Comment 1 Dan Kelly 2008-02-20 22:00:27 UTC

Both nodes are HP BL20 G2 blades running Centos 5.  The block device is a 
partition on a RAID 1 on the onboard RAID controller.  Node A 
mounts /dev/cciss/c0d0p3.  Node B mounts /dev/etherd/e1.1

Comment 2 Nate Straz 2008-02-20 22:11:52 UTC

What happens when both nodes mount /dev/etherd/e1.1?

Comment 3 Dan Kelly 2008-02-20 22:22:51 UTC

Node A cannot mount /dev/etherd/e1.1 because AoE cannot connect to a device 
that is on the same machine that is sharing it.

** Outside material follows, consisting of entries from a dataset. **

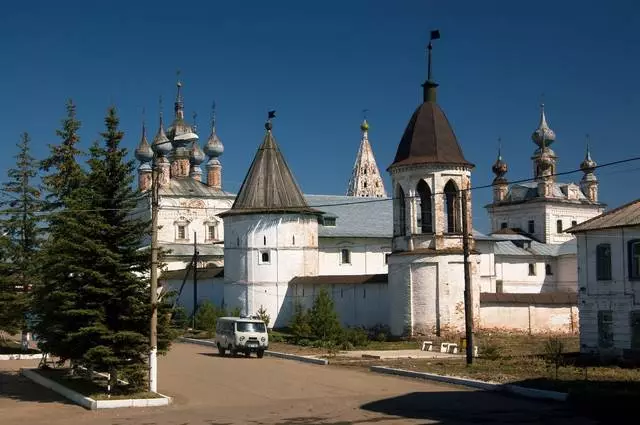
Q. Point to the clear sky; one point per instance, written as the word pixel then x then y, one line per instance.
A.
pixel 320 63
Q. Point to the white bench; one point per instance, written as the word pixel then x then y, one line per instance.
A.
pixel 427 345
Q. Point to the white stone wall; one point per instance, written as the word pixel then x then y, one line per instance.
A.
pixel 290 241
pixel 368 255
pixel 620 295
pixel 544 215
pixel 529 318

If I bring in a 3rd server and have that play AoE host with Nodes A and B in a 
2 node cluster it appears fine.

Comment 4 Steve Whitehouse 2008-02-21 16:41:09 UTC

GFS2 in RHEL 5.1 is rather old and may well have bugs in it. I'd suggest using
something more uptodate. Ideally waiting for 5.2 should see those problems
solved. If you are just evaluating GFS2, then I'd suggest using Fedora rawhide.

Also the problem that you are seeing might well be related to the way in which
you are exporting the block device. It depends upon the caching in the AOE
software and I don't know enough about it to be sure that it will not reply to
the client before the the data its received from the remote end is on disk.
Unless this is true then it will not be possible to use GFS2 in this way.

Comment 5 Dan Kelly 2008-02-21 17:06:38 UTC

It seems like caching in AOE to me.  I submitted the bug report under the
direction of folks in the GFS2 IRC channel to bring it to attention.

Comment 6 Steve Whitehouse 2008-03-03 09:06:50 UTC

Ok, I'm going to close this one on the basis that its not a problem in GFS2
since its down to caching in the virtual device that you are using. You might
want to open a feature request against the AoE software to disable caching, but
thats best done upstream.

Also this configuration of exporting a local device and mounting it local and
remote at the same time is not supported (we assume equal access to the storage)
and it will cause problems with fencing which does not expect access to the
storage to disappear from the cluster just because one node got fenced. So its
certainly not recommended as a course of action.